Paul-BangaConseiller du Président de la République en charge de l’agriculture, notamment dans le domaine de l’exploitation du palmier à huile, Paul Banga, Ingénieur agronome, a été amené à se prononcer sur la polémique liée aux effets néfastes de l’huile de palme et des cultures agro-industrielles. Comptant parmi les pionniers de l’agro-industrie au Gabon, le Maître en gestion de projet a contribué à la mise en place d’Agrogabon à Lambaréné et à celle d’Olam Palm à Kango. Il explicite également le volet agriculture du PSGE.

Gabonreview : Il est communément établi que l’huile de palme est dangereuse pour la santé. Pourquoi donc promouvoir la culture des palmeraies et donc sa production ?

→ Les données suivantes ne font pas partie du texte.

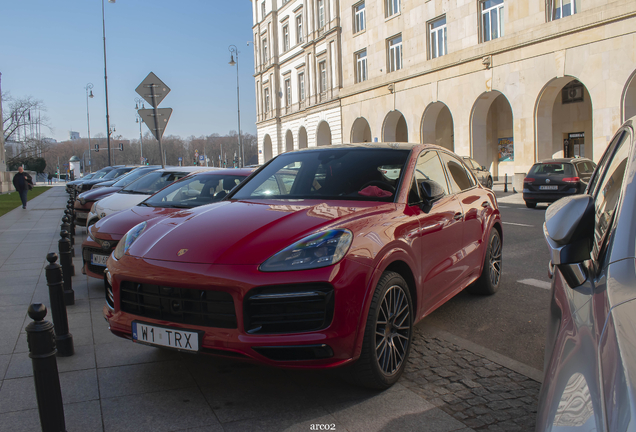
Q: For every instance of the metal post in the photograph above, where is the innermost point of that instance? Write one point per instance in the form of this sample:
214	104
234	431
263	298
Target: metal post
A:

Paul Banga : L’huile de palme a de grandes vertus. Aujourd’hui, elle apparaît comme l’huile la plus consommée au monde devant le soja. De plus, c’est une huile qui, en termes de production, est l’oléagineux ayant le meilleur rendement ; soit environ quatre tonnes en production de croisière contre une superficie dix fois plus grande pour la production, au même tonnage, du soja ou de l’arachide. C’est donc une huile dont le coût de production est le moins élevé. C’est également une huile organoleptique, avec un certain apport au niveau de la santé et au niveau du goût, qui est très recommandée pour nos sociétés africaines pour la simple raison qu’elle détient un point de fusion très élevé. En effet, quand il faut 10 à 15 degrés pour certaines, l’huile de palme quant à elle n’atteint son point de fusion qu’à partir de 35 degrés ce qui fait qu’elle soit recommandée pour la friture.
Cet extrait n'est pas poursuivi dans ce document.